The child and his mother were in a truck on their way to school when the floodwaters hit, according to the BBC. Bystanders were able to pull the mother from the vehicle, but the boy was swept away. Rescue personnel later recovered his shoe.

The death toll from back-to-back weeks of extreme weather for the typically warm and dry state rose from 12 to 14, officials stated, according to the BBC. Some 200,000 Californians were without power on Tuesday and more than 90% under flood watch.

More storms are expected to hit in the coming days, the National Weather Service forecast. The next “atmospheric river” will land on Wednesday, bringing widespread precipitation across the western U.S.

Rainfall totals hit between 400% and 600% of the previous average since the start of 2023, the BBC noted. “We expect to see the worst of it still ahead of us,” Democratic California Gov. Gavin Newsom said, according to the BBC. “Don’t test fate.” Newsom has also asked President Joe Biden for a disaster declaration to help with recovery, according to a tweet from a local news reporter.

Second Gentleman Douglas Emhoff and actor George Clooney spoke on Monday at a news conference regarding the storms, claiming that Biden and Vice President Kamala Harris “have [Californians’] back.” It’s unclear whether Emhoff has taken on a role in the administration, and how Clooney fits into the situation, but the president later issued an emergency declaration, according to CNBC. (RELATED: Footage Shows How Extreme Weather Wreaked Havoc On Lake Tahoe State Park And Surrounding California Regions)

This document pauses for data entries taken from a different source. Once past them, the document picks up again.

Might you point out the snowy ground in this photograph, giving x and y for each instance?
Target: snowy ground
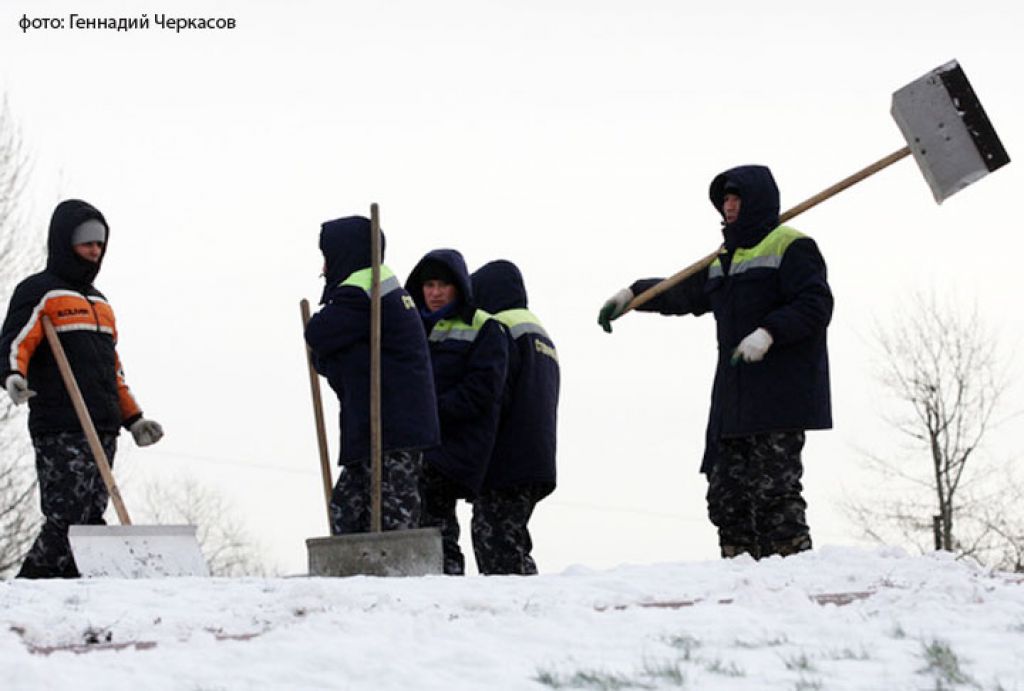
(834, 618)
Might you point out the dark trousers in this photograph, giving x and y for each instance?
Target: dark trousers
(350, 503)
(755, 495)
(501, 537)
(71, 492)
(439, 495)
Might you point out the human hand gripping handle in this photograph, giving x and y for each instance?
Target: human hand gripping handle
(18, 389)
(613, 308)
(753, 347)
(145, 432)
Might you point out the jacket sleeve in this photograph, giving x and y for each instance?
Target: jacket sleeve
(684, 298)
(343, 321)
(130, 411)
(20, 335)
(483, 382)
(807, 299)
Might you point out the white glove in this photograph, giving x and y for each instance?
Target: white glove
(18, 389)
(613, 308)
(754, 347)
(145, 432)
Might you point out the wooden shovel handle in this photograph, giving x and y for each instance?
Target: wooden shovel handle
(685, 273)
(318, 419)
(85, 420)
(376, 444)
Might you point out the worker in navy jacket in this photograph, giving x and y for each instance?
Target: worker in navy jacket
(71, 488)
(339, 338)
(522, 466)
(769, 292)
(469, 355)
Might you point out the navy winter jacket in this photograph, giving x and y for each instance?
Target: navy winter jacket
(770, 276)
(85, 324)
(339, 337)
(469, 353)
(524, 451)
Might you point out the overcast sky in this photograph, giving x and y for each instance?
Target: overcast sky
(574, 138)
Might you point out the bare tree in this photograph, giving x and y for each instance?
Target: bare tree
(18, 514)
(227, 547)
(941, 365)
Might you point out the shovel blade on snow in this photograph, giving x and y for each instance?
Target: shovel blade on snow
(394, 553)
(947, 130)
(136, 551)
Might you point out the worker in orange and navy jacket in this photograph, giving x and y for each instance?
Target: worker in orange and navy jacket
(72, 491)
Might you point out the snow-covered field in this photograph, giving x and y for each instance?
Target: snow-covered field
(833, 618)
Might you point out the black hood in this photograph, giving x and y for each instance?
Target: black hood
(454, 262)
(61, 259)
(758, 209)
(498, 286)
(345, 244)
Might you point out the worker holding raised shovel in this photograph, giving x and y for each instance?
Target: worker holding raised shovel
(339, 338)
(72, 490)
(768, 290)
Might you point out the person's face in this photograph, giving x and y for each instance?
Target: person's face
(89, 251)
(437, 293)
(730, 207)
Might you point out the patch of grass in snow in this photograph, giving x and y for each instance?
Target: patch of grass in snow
(665, 671)
(716, 666)
(769, 643)
(801, 661)
(849, 654)
(942, 661)
(590, 679)
(685, 643)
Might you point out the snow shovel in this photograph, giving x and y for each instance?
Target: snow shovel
(124, 551)
(318, 418)
(395, 553)
(945, 128)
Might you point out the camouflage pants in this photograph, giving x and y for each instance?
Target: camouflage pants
(71, 492)
(501, 538)
(439, 498)
(399, 494)
(754, 495)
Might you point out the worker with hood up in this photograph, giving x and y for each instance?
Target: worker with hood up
(469, 355)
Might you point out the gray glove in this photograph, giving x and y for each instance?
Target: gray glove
(754, 346)
(18, 389)
(613, 308)
(145, 432)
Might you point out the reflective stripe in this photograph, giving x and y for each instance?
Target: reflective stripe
(24, 345)
(521, 321)
(770, 261)
(364, 279)
(457, 330)
(766, 254)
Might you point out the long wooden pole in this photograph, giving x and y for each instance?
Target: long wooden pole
(83, 417)
(696, 266)
(318, 419)
(376, 445)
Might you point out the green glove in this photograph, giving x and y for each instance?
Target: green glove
(613, 308)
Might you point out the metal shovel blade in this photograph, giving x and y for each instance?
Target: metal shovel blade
(947, 130)
(393, 553)
(136, 551)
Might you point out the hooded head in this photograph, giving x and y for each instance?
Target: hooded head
(759, 204)
(345, 244)
(498, 286)
(75, 221)
(448, 265)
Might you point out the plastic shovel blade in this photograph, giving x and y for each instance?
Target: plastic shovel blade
(947, 130)
(136, 551)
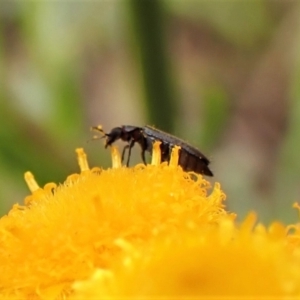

Videos from Felton Grove in the Santa Cruz Mountains showed what appeared to be rescue workers traveling down streets on jet skis as water levels hit well above the half-way point on the first floors of homes. Despite the high rainfall, experts have suggested that it could take many years of consistent rainfall to reverse the two-decade drought in the state, the BBC noted.